Gabon : les confessions religieuses plaident pour une justice ferme et une fiscalité plus juste

Monseigneur Jean-Patrick Iba-Ba, Archevêque métropolitain de Libreville, s’adressant, le 8 janvier 2026, au président de la République.

À l’occasion de la présentation des vœux de Nouvel An au couple présidentiel, le 8 janvier dernier à Libreville, les confessions religieuses du Gabon ont livré un message à la fois de soutien et de vigilance à l’endroit des autorités. Porte-voix de ces communautés, Monseigneur Jean-Patrick Iba-Ba, archevêque métropolitain de Libreville, a exhorté les dirigeants gabonais à inscrire leur action dans une gouvernance plus vertueuse, socialement équitable et respectueuse de l’État de droit.

Face au président Brice Clotaire Oligui Nguema et à son épouse Zita Oligui Nguema, le prélat a rappelé les attentes suscitées par la fin de la Transition politique et le renouvellement des institutions intervenus en 2025. Tout en saluant les efforts consentis pour maintenir le dialogue avec les forces vives de la nation, il a exprimé certaines réserves quant à la profondeur des ruptures opérées avec les pratiques du passé.
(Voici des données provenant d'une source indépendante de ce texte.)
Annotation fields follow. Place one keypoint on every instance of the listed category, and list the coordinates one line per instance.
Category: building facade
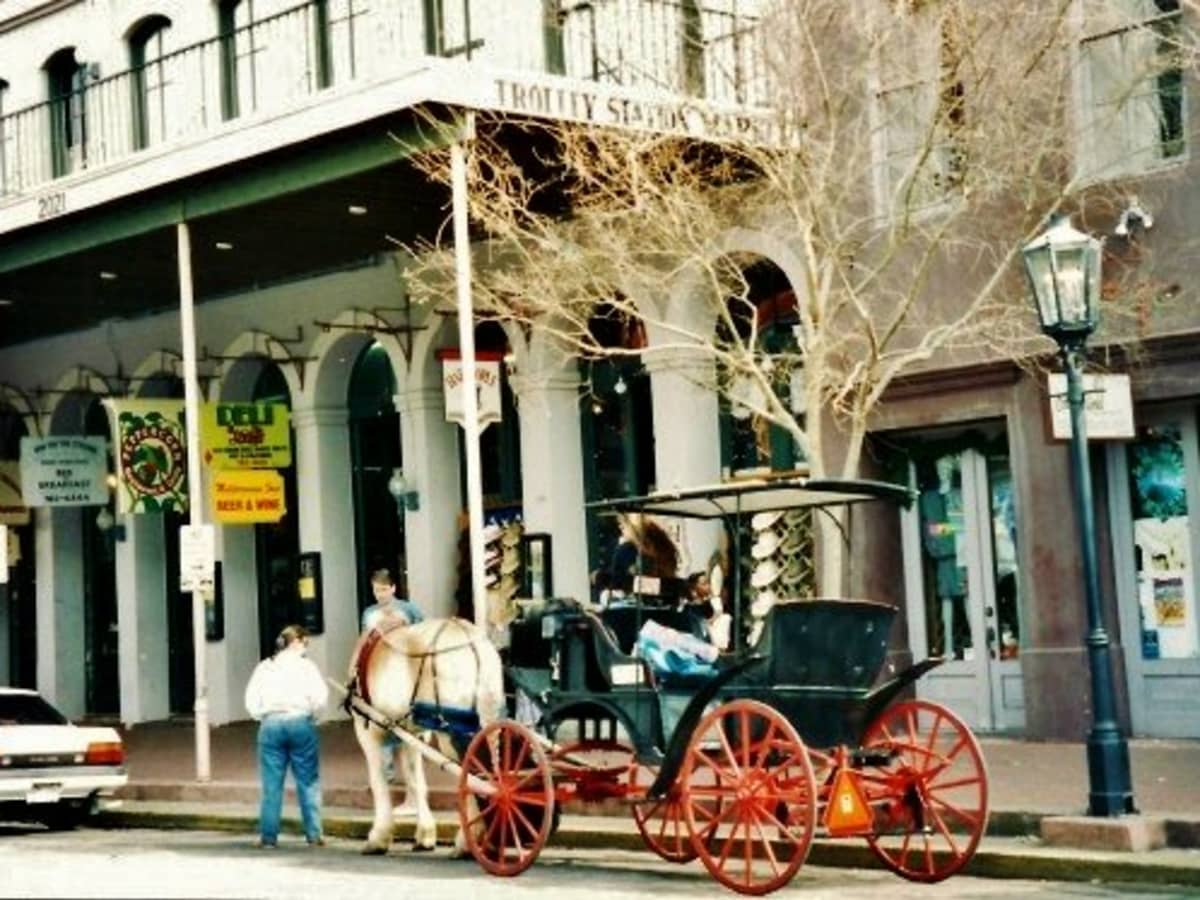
(280, 132)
« Si des avancées sont perceptibles, certaines orientations récentes interrogent encore sur la réalité d’une rupture franche avec l’ordre ancien », a-t-il laissé entendre, appelant à un renouveau moral et éthique fondé sur l’intégrité, la transparence et la primauté du bien commun.

L’archevêque de Libreville a également mis l’accent sur la question sensible des violences politiques et des « crimes de sang », parfois associés à des acteurs engagés dans la conquête ou l’exercice du pouvoir. Il a insisté sur la nécessité d’une justice indépendante, crédible et rigoureuse, capable de poursuivre tous les responsables, y compris les commanditaires, afin de restaurer la confiance des citoyens dans les institutions républicaines.

À travers ce plaidoyer, les confessions religieuses appellent à une tolérance zéro face aux atteintes à la vie humaine et à une responsabilisation accrue des élites politiques et administratives.

Sur le plan économique et social, le discours s’est montré particulièrement critique à l’égard de la politique fiscale actuelle. Monseigneur Iba-Ba a mis en garde contre les effets de certaines réformes sur les ménages les plus fragiles, déjà confrontés à un pouvoir d’achat très limité.

Il a exhorté les autorités à concevoir une fiscalité plus équilibrée, capable à la fois de renforcer les ressources de l’État et de préserver les couches sociales vulnérables. Selon lui, les mesures visant à élargir la base fiscale et à stimuler l’entrepreneuriat doivent être encadrées afin d’éviter qu’elles ne creusent davantage les inégalités.

Les confessions religieuses ont également appelé à une meilleure rationalisation des dépenses publiques, à une collecte plus efficace des recettes et à des mécanismes de contrôle renforcés pour lutter contre les détournements de fonds publics.

En conclusion, ce message a réaffirmé le rôle des confessions religieuses comme partenaires du vivre-ensemble et acteurs du dialogue national. Il a plaidé pour un « Gabon nouveau » fondé sur la justice, la solidarité et l’inclusion, tout en soulignant que cette ambition ne pourra se concrétiser qu’à travers des actes forts : une justice rigoureuse, une gouvernance éthique et une politique fiscale véritablement protectrice des plus fragiles.